The darker side to this is the danger it poses to children. As a parent I stringently avoid posting pictures of my kids on sites like Twitter, Facebook or G+. You might think I am a bit odd, but there are lots of nasty people out there and before the Internet age I didn’t post pictures of my kids in the town square for all to see and I sure ain’t going to post them on the Internet. If you do post pictures make sure your photos don’t contain any location data. I don’t want to sound extremist, but the last thing you need is for a troubled person taking a liking to a photo of your kid and then waiting for them outside their school. How does he know where the school is? Because of the Christmas play photos you posted on the Internet!

It also seems that the NSA has a healthy interest in your photos. According to a 2008 presentation which was recently released by Edward Snowden, the NSA’s XKeyscore program planned (at the time) to capture and analyze EXIF data. Since that was five years ago it is very likely that the NSA is already doing it.

As for social networks, thankfully sites like Twitter actually remove the EXIF data when you upload a photo from a smartphone. Facebook chooses not to display the location EXIF data – but probably still has a copy of the information on its servers.

If you don’t want GeoTags in your photos you can disable them within the settings menu of the camera app.

  • Dusan

    Got nothing to hide, so it’s all good :)

    • wbarahona


    • Cole Raney

      That is a horrible reason to be ok with spying.

      • Dusan

        This article has nothing to do with spying.
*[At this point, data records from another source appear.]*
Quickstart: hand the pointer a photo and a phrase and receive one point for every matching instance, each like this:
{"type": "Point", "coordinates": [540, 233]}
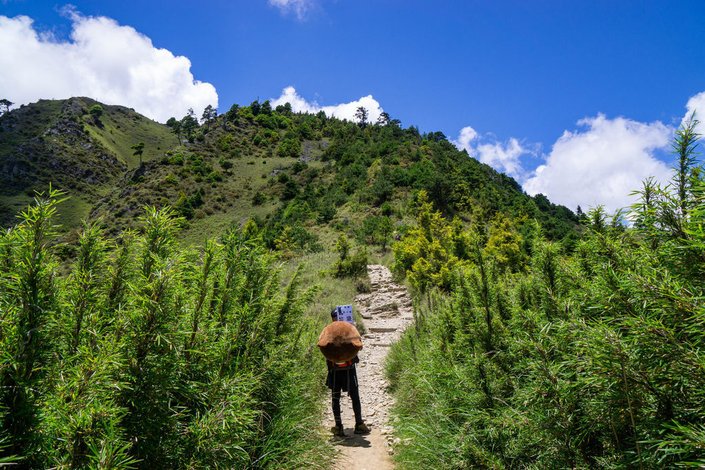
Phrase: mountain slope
{"type": "Point", "coordinates": [300, 176]}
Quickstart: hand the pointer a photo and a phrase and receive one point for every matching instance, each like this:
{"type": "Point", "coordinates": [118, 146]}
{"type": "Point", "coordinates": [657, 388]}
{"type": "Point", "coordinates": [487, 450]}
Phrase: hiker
{"type": "Point", "coordinates": [343, 377]}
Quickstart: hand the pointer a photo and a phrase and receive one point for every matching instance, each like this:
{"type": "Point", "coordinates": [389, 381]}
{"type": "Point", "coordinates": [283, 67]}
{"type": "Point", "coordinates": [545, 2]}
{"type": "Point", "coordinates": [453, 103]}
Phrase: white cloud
{"type": "Point", "coordinates": [503, 157]}
{"type": "Point", "coordinates": [601, 164]}
{"type": "Point", "coordinates": [103, 60]}
{"type": "Point", "coordinates": [298, 7]}
{"type": "Point", "coordinates": [341, 111]}
{"type": "Point", "coordinates": [696, 104]}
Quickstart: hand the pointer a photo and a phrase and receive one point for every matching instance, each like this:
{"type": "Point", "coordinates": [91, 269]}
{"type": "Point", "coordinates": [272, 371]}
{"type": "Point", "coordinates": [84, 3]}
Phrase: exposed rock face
{"type": "Point", "coordinates": [51, 144]}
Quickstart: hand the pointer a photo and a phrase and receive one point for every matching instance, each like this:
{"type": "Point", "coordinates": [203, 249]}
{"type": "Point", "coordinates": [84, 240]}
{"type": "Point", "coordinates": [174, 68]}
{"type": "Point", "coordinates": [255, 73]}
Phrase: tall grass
{"type": "Point", "coordinates": [147, 356]}
{"type": "Point", "coordinates": [589, 359]}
It’s just a reminder that pictures can reveal location.

  • question

    Does g+ remove exif data when uploading or sharing from phone/drive?
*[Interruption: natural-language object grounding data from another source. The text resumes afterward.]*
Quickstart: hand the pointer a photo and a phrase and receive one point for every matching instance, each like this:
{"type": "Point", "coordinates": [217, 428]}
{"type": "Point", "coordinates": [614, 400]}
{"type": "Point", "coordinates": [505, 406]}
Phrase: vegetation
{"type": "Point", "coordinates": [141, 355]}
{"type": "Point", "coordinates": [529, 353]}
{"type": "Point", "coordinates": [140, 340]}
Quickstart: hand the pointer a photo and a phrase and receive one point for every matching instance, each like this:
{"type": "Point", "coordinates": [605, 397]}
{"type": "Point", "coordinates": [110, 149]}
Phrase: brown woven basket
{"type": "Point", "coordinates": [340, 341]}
  • G+ strips the location data when an image is uploaded. It will show the location of the image (if you allow it) in G+ but the actual files only contains camera EXIF data if downloaded.

    • choosh

      So…can’t someone just download it?

      • Yeah, you can download the image direct from G+ but the location data had already been removed

        • joser116

          “files only contains camera EXIF data if downloaded.”

  • Grman Rodriguez

    Who cares? I’m getting tired of this security posts they are getting to extremist. I don’t mean to sound rude but come onn what are the chances of a pedophile hacker with his eyes on you? You might as well not go out, I mean a pedophile could pass by your house and know where your kids live. And unless I’m missing out on another extremely unlikely situation, what’s the problem if people know where I took my photos? I’m not an immigrant, I’m not a drug dealer, I’m just living my life as a normal boring human being and who cares who has my normal boring info?

  • Simon Belmont

    90% of the time, GPS location has been turned off by default on the devices I’ve purchased. I do usually check that setting before taking my first picture, though.

    To be honest, most services strip out GPS coordinates, anyway, unless you allow it. Just my two cents.